This is what I think about literary awards: they come about from selfless acts and are created and run by generous people. They are vital to writers and the literary world because they keep writing important. Literary awards shine a big bright spotlight on novels and nonfiction and poetry and short fiction--they keep it all vital for authors and readers.
Can you tell I'm leading up to something?
I just received word SECRET KEEPERS received the Willie Morris Award for Southern Fiction. A huge honor, an annual prize "for the best novel set in the South." The award includes $2,500, an expense-paid trip to New York City, and a luncheon at the Yacht Club.
I glanced at my email while I guzzled another glass of water and my knees went weak, and I sat down, trying to keep sweat drops off my laptop. After shock wore off, gratitude filled me, and that's one of the best feelings a human can have: gratitude.

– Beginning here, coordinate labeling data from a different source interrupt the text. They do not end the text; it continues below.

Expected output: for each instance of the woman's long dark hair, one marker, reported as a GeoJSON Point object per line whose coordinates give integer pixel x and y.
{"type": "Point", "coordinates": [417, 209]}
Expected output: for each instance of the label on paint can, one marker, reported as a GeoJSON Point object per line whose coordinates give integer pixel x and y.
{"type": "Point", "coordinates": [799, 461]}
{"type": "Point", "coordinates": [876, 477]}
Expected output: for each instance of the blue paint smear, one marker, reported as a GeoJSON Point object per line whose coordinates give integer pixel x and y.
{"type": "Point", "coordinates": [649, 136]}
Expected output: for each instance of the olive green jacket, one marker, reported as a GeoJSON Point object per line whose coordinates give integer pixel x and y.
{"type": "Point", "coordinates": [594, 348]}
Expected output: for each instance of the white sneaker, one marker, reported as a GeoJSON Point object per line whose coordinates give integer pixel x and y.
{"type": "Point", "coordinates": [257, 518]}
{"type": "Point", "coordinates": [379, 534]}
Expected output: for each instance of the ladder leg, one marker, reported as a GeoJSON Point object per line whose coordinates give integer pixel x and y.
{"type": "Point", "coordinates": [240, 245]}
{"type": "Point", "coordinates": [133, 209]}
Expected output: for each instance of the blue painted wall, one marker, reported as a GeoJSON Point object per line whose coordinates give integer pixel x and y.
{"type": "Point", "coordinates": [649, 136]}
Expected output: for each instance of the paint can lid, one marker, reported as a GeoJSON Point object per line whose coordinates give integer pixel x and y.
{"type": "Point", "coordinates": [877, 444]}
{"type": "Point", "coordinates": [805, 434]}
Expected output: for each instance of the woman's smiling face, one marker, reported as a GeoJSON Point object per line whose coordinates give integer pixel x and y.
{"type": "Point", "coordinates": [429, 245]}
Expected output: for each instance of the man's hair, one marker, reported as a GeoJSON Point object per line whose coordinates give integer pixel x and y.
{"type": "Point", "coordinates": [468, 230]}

Writing is a solitary business. And then you send your novels out in the world-- like they are children who must make their own way.
How gratifying to know Secret Keepers might qualify for this award that is, as the Willie Morris Award for Southern Fiction explains, "chosen for the quality of its prose, originality, and authenticity of setting and characters." Or in the words of the writer Willie Morris, the spirit of the novel might bring "hope for belonging, for belief in a people's better nature, for steadfastness against all that is hollow or crass or rootless or destructive."
Thank you doesn't even begin to cover it.